ScientistOne System: Verifiable Research Automation

• ScientistOne system is an autonomous research platform that enforces mechanistic verifiability on every claim using a rigorous Chain-of-Evidence paradigm.
• It employs a structured three-stage pipeline integrating literature grounding, ideation, and claim-based paper writing to ensure comprehensive auditability.
• Benchmark evaluations reveal state-of-the-art performance with near-perfect claim provenance and minimal evidentiary errors.

ScientistOne is an end-to-end autonomous research system built to enforce mechanistic verifiability on every claim presented in a scientific manuscript.

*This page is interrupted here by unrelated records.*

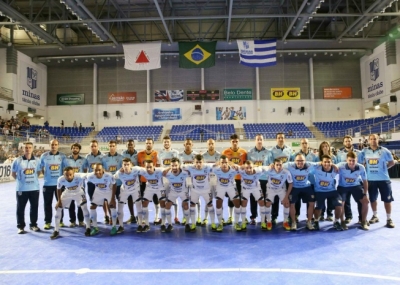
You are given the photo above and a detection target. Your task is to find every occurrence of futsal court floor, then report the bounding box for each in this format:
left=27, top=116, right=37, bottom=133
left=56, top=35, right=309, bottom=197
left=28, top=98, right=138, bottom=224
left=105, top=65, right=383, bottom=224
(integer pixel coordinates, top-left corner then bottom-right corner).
left=0, top=180, right=400, bottom=285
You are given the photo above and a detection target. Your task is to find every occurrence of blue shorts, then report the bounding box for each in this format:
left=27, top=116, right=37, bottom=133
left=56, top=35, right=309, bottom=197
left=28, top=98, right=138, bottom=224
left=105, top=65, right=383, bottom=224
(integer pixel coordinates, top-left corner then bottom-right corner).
left=338, top=185, right=364, bottom=202
left=368, top=180, right=394, bottom=203
left=315, top=190, right=342, bottom=210
left=289, top=186, right=315, bottom=204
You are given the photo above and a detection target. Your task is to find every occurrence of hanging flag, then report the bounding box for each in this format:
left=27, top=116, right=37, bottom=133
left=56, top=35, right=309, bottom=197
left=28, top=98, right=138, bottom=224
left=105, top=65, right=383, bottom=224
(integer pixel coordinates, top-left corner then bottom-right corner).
left=179, top=42, right=217, bottom=68
left=123, top=42, right=161, bottom=70
left=237, top=39, right=276, bottom=67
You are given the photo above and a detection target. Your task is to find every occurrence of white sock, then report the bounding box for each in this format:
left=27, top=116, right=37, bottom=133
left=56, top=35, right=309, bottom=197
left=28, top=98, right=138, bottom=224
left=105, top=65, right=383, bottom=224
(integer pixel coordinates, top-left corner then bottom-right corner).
left=54, top=208, right=62, bottom=232
left=90, top=209, right=97, bottom=228
left=265, top=206, right=271, bottom=222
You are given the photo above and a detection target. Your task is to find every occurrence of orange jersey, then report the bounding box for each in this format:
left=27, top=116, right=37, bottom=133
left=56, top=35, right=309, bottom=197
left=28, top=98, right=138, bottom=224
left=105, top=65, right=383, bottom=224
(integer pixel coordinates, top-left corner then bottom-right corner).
left=137, top=150, right=158, bottom=182
left=221, top=147, right=247, bottom=179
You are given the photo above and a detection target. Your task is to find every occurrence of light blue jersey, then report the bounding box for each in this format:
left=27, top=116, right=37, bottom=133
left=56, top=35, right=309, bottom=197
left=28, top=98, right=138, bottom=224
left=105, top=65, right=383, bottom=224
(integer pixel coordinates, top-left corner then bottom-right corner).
left=165, top=170, right=189, bottom=193
left=337, top=162, right=367, bottom=187
left=314, top=165, right=337, bottom=192
left=40, top=151, right=65, bottom=186
left=101, top=153, right=124, bottom=186
left=62, top=155, right=86, bottom=173
left=11, top=156, right=42, bottom=191
left=360, top=146, right=393, bottom=181
left=247, top=147, right=271, bottom=180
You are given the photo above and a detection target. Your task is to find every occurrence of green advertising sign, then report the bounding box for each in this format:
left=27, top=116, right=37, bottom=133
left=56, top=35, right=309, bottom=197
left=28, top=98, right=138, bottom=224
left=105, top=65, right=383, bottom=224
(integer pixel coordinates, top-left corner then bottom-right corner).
left=222, top=88, right=253, bottom=100
left=57, top=93, right=85, bottom=105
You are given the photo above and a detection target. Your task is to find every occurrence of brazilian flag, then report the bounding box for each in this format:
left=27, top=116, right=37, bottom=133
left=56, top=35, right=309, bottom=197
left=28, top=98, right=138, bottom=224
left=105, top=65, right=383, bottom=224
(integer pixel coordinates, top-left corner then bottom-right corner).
left=179, top=42, right=217, bottom=68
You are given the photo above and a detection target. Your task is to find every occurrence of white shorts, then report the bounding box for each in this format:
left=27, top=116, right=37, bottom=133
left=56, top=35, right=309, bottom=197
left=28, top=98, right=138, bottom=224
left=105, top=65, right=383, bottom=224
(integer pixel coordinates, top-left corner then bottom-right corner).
left=61, top=189, right=86, bottom=209
left=266, top=186, right=286, bottom=203
left=118, top=187, right=140, bottom=204
left=143, top=189, right=167, bottom=202
left=190, top=189, right=213, bottom=204
left=215, top=188, right=240, bottom=200
left=167, top=191, right=189, bottom=204
left=241, top=188, right=264, bottom=201
left=91, top=190, right=112, bottom=206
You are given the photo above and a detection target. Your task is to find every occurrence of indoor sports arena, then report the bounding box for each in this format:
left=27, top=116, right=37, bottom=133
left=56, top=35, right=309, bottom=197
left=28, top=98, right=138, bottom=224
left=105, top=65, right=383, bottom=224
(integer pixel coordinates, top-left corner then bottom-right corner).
left=0, top=0, right=400, bottom=285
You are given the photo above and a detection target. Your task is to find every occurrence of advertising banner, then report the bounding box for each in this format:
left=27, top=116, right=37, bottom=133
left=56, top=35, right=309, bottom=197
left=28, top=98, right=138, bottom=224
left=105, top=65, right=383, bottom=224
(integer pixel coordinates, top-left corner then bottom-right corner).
left=324, top=87, right=353, bottom=99
left=57, top=93, right=85, bottom=105
left=186, top=90, right=219, bottom=101
left=108, top=92, right=136, bottom=104
left=271, top=87, right=300, bottom=100
left=222, top=88, right=253, bottom=100
left=153, top=108, right=182, bottom=122
left=216, top=107, right=246, bottom=121
left=154, top=90, right=183, bottom=102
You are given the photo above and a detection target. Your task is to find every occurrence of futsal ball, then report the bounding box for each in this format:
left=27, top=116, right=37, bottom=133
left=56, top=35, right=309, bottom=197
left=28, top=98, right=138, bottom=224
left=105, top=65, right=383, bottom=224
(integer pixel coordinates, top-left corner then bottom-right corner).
left=192, top=48, right=204, bottom=61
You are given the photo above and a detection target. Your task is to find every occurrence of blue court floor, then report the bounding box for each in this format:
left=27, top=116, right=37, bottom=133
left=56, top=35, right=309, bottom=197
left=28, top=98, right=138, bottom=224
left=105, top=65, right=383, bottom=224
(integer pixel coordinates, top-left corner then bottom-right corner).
left=0, top=180, right=400, bottom=285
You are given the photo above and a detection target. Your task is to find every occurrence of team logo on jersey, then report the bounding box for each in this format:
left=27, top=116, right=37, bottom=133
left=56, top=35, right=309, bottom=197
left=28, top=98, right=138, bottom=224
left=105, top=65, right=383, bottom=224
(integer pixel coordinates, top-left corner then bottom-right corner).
left=319, top=180, right=329, bottom=187
left=294, top=176, right=307, bottom=181
left=49, top=164, right=60, bottom=171
left=24, top=168, right=35, bottom=175
left=194, top=175, right=206, bottom=181
left=368, top=158, right=379, bottom=165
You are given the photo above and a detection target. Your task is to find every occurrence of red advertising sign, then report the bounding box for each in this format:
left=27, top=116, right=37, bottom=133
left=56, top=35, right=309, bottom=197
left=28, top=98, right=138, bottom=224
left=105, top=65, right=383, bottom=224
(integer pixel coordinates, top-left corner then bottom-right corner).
left=324, top=87, right=352, bottom=99
left=108, top=92, right=136, bottom=104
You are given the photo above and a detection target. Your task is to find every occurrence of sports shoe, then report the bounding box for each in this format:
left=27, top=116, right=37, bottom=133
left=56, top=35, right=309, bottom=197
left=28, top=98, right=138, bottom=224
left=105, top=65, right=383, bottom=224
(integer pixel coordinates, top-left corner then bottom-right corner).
left=125, top=216, right=137, bottom=225
left=50, top=231, right=60, bottom=239
left=283, top=221, right=291, bottom=231
left=361, top=221, right=369, bottom=231
left=369, top=215, right=379, bottom=224
left=165, top=225, right=174, bottom=233
left=29, top=226, right=40, bottom=232
left=261, top=222, right=267, bottom=231
left=235, top=223, right=242, bottom=232
left=386, top=219, right=394, bottom=229
left=224, top=217, right=232, bottom=225
left=90, top=227, right=99, bottom=236
left=333, top=222, right=343, bottom=231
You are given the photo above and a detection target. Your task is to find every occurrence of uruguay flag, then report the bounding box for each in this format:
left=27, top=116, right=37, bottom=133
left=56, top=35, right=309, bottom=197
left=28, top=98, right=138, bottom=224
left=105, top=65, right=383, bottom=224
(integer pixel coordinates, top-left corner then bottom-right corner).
left=237, top=39, right=276, bottom=67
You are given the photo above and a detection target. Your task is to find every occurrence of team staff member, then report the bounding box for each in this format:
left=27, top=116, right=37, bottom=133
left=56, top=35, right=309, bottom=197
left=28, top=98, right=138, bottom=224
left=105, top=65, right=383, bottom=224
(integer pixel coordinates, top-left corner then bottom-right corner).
left=268, top=133, right=292, bottom=224
left=121, top=140, right=137, bottom=224
left=11, top=142, right=41, bottom=234
left=221, top=134, right=247, bottom=225
left=360, top=134, right=395, bottom=228
left=62, top=143, right=86, bottom=228
left=247, top=134, right=271, bottom=225
left=40, top=139, right=65, bottom=230
left=137, top=138, right=160, bottom=225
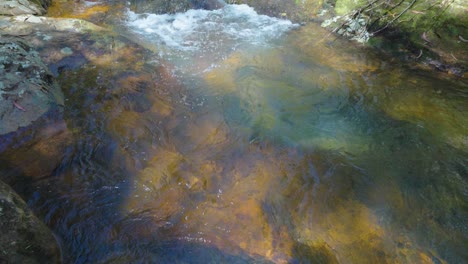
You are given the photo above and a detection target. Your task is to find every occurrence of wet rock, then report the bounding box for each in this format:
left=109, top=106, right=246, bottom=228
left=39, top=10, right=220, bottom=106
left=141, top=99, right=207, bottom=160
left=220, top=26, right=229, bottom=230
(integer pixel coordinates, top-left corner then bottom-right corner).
left=0, top=38, right=63, bottom=135
left=0, top=0, right=51, bottom=16
left=0, top=181, right=61, bottom=264
left=229, top=0, right=323, bottom=22
left=127, top=0, right=224, bottom=14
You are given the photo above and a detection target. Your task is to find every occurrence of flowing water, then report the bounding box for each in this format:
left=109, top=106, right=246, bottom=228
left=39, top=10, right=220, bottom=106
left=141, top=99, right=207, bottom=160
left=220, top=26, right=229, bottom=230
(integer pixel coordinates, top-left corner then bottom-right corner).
left=3, top=2, right=468, bottom=263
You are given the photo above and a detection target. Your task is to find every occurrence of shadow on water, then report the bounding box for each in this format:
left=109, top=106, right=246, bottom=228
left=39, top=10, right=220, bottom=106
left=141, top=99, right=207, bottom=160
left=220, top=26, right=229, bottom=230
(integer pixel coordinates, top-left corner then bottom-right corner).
left=2, top=4, right=468, bottom=263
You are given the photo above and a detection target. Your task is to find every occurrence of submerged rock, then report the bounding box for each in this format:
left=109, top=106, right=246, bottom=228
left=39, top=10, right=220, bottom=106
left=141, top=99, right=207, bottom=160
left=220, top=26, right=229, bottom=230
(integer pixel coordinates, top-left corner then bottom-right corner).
left=0, top=38, right=63, bottom=135
left=0, top=0, right=52, bottom=16
left=0, top=181, right=61, bottom=264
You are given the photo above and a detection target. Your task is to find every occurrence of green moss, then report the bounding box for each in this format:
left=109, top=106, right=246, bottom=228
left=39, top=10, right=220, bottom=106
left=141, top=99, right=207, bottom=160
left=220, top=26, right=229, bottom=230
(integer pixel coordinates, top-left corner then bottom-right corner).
left=335, top=0, right=367, bottom=15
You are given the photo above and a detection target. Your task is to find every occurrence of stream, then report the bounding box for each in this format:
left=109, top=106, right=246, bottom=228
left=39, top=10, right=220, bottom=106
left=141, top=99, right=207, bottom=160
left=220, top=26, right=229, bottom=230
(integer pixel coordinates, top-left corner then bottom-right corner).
left=0, top=1, right=468, bottom=263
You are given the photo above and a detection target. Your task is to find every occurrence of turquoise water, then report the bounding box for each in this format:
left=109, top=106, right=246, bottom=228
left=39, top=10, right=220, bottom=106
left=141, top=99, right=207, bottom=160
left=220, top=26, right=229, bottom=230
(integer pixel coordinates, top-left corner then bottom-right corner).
left=2, top=2, right=468, bottom=263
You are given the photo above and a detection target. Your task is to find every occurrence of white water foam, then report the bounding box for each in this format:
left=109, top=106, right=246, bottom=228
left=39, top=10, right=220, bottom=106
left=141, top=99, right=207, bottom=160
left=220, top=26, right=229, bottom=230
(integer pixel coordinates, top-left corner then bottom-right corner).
left=128, top=5, right=297, bottom=52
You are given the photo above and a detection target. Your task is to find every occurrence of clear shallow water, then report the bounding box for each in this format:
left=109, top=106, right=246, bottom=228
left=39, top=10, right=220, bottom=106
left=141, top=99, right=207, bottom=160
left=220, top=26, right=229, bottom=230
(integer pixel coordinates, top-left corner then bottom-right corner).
left=2, top=2, right=468, bottom=263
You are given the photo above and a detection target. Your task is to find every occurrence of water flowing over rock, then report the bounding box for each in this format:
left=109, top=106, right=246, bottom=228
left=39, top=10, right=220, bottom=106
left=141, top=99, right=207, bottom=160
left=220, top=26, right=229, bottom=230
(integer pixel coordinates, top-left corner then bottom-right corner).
left=0, top=181, right=61, bottom=264
left=0, top=0, right=52, bottom=16
left=0, top=38, right=63, bottom=135
left=126, top=0, right=224, bottom=14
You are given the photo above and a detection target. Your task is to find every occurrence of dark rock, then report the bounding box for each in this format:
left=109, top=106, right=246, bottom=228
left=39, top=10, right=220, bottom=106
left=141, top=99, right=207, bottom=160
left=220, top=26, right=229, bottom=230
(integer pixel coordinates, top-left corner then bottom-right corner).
left=0, top=0, right=52, bottom=16
left=0, top=38, right=63, bottom=135
left=0, top=181, right=61, bottom=264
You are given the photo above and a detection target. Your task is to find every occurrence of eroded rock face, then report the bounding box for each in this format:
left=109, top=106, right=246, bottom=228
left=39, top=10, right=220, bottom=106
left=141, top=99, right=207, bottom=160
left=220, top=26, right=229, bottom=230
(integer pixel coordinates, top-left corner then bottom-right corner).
left=0, top=38, right=63, bottom=135
left=127, top=0, right=224, bottom=14
left=0, top=0, right=51, bottom=16
left=0, top=181, right=61, bottom=264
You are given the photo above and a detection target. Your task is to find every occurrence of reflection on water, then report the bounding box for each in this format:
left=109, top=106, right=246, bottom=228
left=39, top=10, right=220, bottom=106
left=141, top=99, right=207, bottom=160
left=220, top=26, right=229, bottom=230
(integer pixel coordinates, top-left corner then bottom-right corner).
left=2, top=2, right=468, bottom=263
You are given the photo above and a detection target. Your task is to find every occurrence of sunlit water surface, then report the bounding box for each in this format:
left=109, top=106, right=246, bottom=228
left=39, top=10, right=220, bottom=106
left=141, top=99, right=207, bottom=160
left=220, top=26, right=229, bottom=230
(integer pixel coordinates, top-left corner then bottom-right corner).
left=1, top=2, right=468, bottom=263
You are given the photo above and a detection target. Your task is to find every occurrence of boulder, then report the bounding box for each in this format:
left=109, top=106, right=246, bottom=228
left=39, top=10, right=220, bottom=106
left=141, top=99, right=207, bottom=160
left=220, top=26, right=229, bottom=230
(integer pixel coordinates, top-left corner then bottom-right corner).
left=0, top=0, right=52, bottom=16
left=0, top=181, right=61, bottom=264
left=0, top=37, right=63, bottom=136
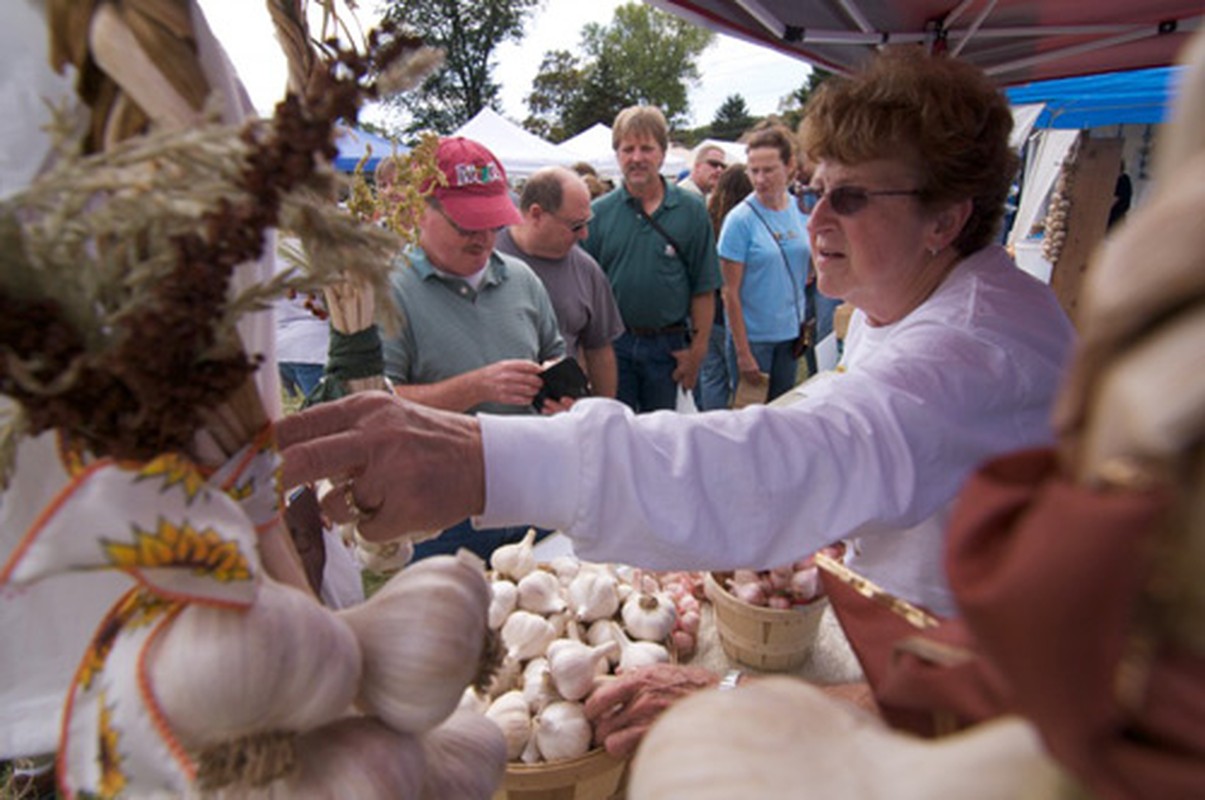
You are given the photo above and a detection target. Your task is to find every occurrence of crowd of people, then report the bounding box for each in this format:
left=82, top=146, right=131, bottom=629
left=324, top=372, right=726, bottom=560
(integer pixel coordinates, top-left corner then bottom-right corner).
left=271, top=40, right=1205, bottom=795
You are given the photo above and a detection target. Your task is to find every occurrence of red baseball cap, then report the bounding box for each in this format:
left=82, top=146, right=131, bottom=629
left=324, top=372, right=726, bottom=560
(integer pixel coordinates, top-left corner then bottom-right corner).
left=434, top=136, right=523, bottom=230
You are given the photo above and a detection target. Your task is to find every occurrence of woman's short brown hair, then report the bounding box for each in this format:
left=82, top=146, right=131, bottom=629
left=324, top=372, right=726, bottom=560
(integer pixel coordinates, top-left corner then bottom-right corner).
left=745, top=124, right=795, bottom=164
left=799, top=48, right=1017, bottom=255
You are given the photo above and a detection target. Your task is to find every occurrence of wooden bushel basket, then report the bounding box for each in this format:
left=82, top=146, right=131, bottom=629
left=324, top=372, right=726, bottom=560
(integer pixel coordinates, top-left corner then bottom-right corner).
left=704, top=572, right=828, bottom=672
left=494, top=747, right=628, bottom=800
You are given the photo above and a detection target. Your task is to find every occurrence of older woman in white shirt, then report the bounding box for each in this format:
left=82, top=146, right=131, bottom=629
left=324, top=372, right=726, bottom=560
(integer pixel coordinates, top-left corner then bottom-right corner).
left=278, top=53, right=1072, bottom=614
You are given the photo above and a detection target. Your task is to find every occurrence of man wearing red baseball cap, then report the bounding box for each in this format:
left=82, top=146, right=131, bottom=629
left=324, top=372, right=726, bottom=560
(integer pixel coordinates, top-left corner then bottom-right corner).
left=383, top=137, right=565, bottom=558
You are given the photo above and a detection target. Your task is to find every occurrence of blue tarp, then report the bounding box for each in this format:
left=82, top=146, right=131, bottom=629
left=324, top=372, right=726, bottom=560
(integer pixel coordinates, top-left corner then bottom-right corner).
left=335, top=128, right=410, bottom=173
left=1005, top=66, right=1183, bottom=129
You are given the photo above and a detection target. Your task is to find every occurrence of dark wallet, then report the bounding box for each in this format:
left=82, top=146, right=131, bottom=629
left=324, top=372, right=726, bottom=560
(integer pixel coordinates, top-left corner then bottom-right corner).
left=531, top=358, right=590, bottom=411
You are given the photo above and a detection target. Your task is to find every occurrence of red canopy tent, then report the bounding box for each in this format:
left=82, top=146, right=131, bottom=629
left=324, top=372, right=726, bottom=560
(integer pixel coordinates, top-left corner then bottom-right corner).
left=646, top=0, right=1205, bottom=86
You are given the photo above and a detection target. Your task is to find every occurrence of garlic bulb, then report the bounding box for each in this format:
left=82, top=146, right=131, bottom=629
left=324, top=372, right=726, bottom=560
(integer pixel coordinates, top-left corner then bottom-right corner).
left=519, top=728, right=543, bottom=764
left=611, top=622, right=670, bottom=675
left=533, top=700, right=594, bottom=761
left=502, top=611, right=557, bottom=661
left=146, top=578, right=362, bottom=749
left=518, top=570, right=565, bottom=614
left=339, top=551, right=489, bottom=733
left=548, top=555, right=582, bottom=586
left=216, top=717, right=427, bottom=800
left=486, top=689, right=531, bottom=761
left=548, top=640, right=619, bottom=700
left=489, top=580, right=519, bottom=630
left=627, top=676, right=1057, bottom=800
left=421, top=711, right=506, bottom=800
left=586, top=619, right=619, bottom=666
left=489, top=528, right=535, bottom=581
left=568, top=570, right=619, bottom=622
left=453, top=686, right=489, bottom=714
left=621, top=592, right=677, bottom=642
left=522, top=655, right=562, bottom=712
left=486, top=655, right=523, bottom=699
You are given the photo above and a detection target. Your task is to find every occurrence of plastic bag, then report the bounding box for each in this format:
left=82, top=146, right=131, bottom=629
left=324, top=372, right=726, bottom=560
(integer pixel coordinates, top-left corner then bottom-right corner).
left=675, top=383, right=699, bottom=414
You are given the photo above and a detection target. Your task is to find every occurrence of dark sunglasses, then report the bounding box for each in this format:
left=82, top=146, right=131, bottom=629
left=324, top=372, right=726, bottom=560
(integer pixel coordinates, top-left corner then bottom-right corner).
left=548, top=211, right=594, bottom=234
left=795, top=186, right=921, bottom=217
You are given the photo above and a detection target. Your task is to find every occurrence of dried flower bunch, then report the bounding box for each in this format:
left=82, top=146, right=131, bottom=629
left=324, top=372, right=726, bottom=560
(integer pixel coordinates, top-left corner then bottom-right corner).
left=0, top=15, right=421, bottom=472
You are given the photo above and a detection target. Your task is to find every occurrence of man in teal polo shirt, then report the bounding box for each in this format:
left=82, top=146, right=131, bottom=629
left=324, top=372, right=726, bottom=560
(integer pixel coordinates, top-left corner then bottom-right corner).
left=583, top=106, right=721, bottom=412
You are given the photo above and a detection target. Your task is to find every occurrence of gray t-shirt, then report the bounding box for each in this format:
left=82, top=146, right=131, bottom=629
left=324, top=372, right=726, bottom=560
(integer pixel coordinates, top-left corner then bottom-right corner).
left=494, top=229, right=623, bottom=357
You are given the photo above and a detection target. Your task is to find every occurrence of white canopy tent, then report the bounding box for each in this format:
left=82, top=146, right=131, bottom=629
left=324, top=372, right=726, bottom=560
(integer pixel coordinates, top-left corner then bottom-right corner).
left=452, top=108, right=580, bottom=181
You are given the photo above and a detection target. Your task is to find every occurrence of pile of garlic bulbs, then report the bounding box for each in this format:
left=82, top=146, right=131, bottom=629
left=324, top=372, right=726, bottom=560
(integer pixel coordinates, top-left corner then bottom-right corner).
left=463, top=530, right=677, bottom=764
left=154, top=551, right=506, bottom=800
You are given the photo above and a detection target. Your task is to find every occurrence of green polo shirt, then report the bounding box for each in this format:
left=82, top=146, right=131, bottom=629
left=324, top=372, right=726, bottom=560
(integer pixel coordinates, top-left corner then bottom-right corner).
left=582, top=178, right=722, bottom=328
left=383, top=247, right=565, bottom=413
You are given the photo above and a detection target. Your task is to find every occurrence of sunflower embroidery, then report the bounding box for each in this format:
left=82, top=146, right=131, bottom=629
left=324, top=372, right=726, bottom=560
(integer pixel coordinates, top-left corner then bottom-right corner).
left=137, top=453, right=205, bottom=502
left=104, top=518, right=251, bottom=582
left=78, top=587, right=178, bottom=689
left=96, top=696, right=127, bottom=798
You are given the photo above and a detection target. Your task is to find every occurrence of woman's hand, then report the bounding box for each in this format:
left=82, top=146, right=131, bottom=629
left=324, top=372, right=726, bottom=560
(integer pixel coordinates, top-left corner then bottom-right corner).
left=586, top=664, right=719, bottom=758
left=276, top=392, right=486, bottom=541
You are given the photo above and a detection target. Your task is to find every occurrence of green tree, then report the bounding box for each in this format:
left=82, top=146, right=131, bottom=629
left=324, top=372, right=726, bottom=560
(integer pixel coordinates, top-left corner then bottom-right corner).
left=524, top=2, right=715, bottom=137
left=711, top=94, right=757, bottom=141
left=778, top=66, right=833, bottom=130
left=386, top=0, right=541, bottom=133
left=523, top=51, right=584, bottom=142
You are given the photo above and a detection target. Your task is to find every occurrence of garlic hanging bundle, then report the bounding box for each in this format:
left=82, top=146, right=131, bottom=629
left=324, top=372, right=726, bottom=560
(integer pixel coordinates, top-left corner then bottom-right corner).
left=533, top=700, right=594, bottom=761
left=489, top=580, right=519, bottom=630
left=339, top=551, right=489, bottom=733
left=421, top=710, right=506, bottom=800
left=548, top=640, right=619, bottom=700
left=486, top=689, right=531, bottom=761
left=146, top=577, right=360, bottom=752
left=622, top=592, right=677, bottom=642
left=611, top=622, right=670, bottom=675
left=489, top=528, right=535, bottom=582
left=568, top=570, right=619, bottom=622
left=518, top=569, right=565, bottom=614
left=502, top=611, right=558, bottom=661
left=216, top=717, right=427, bottom=800
left=627, top=676, right=1056, bottom=800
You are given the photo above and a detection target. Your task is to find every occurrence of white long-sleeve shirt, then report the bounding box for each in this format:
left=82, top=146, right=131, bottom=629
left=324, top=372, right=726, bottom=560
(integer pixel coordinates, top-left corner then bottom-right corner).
left=475, top=246, right=1074, bottom=613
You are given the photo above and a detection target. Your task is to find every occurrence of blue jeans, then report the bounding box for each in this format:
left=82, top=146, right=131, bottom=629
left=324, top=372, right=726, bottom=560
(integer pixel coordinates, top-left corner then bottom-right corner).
left=615, top=333, right=689, bottom=413
left=411, top=519, right=552, bottom=563
left=694, top=322, right=733, bottom=411
left=277, top=361, right=327, bottom=398
left=728, top=336, right=799, bottom=402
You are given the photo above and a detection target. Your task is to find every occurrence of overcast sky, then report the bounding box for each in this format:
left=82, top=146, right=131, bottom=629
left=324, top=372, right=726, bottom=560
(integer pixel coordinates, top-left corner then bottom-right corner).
left=199, top=0, right=809, bottom=131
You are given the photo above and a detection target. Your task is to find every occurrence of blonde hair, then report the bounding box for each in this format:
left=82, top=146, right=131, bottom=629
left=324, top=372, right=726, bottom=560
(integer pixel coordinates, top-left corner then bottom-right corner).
left=611, top=106, right=670, bottom=151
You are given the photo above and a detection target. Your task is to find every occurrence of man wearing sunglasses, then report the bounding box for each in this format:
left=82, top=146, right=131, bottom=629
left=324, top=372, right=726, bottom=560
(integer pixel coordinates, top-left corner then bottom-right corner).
left=678, top=145, right=728, bottom=198
left=582, top=106, right=721, bottom=412
left=495, top=166, right=623, bottom=398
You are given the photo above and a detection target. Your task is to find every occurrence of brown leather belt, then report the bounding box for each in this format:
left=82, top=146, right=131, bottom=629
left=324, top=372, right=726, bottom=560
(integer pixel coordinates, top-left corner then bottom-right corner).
left=628, top=322, right=690, bottom=337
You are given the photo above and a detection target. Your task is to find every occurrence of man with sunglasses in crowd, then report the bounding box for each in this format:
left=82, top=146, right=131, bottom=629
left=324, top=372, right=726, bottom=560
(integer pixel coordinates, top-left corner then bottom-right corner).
left=495, top=166, right=623, bottom=398
left=678, top=145, right=728, bottom=198
left=582, top=106, right=721, bottom=412
left=383, top=137, right=565, bottom=558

Unlike prior AI-driven research agents, which frequently exhibit evidence-chain failures such as hallucinated references, unreproducible results, and method-code misalignment, ScientistOne is architected around the Chain-of-Evidence (CoE) paradigm, ensuring every statement in the output paper can be reliably traced to concrete supporting artifacts (e.g., code, logs, or original literature). ScientistOne demonstrates that enforcing comprehensive claim auditability can not only match but sometimes improve solution quality across diverse research benchmarks, achieving state-of-the-art (SOTA) performance in multiple competitive domains (Meng et al., 25 May 2026).

1. Foundational Principles: Chain-of-Evidence (CoE)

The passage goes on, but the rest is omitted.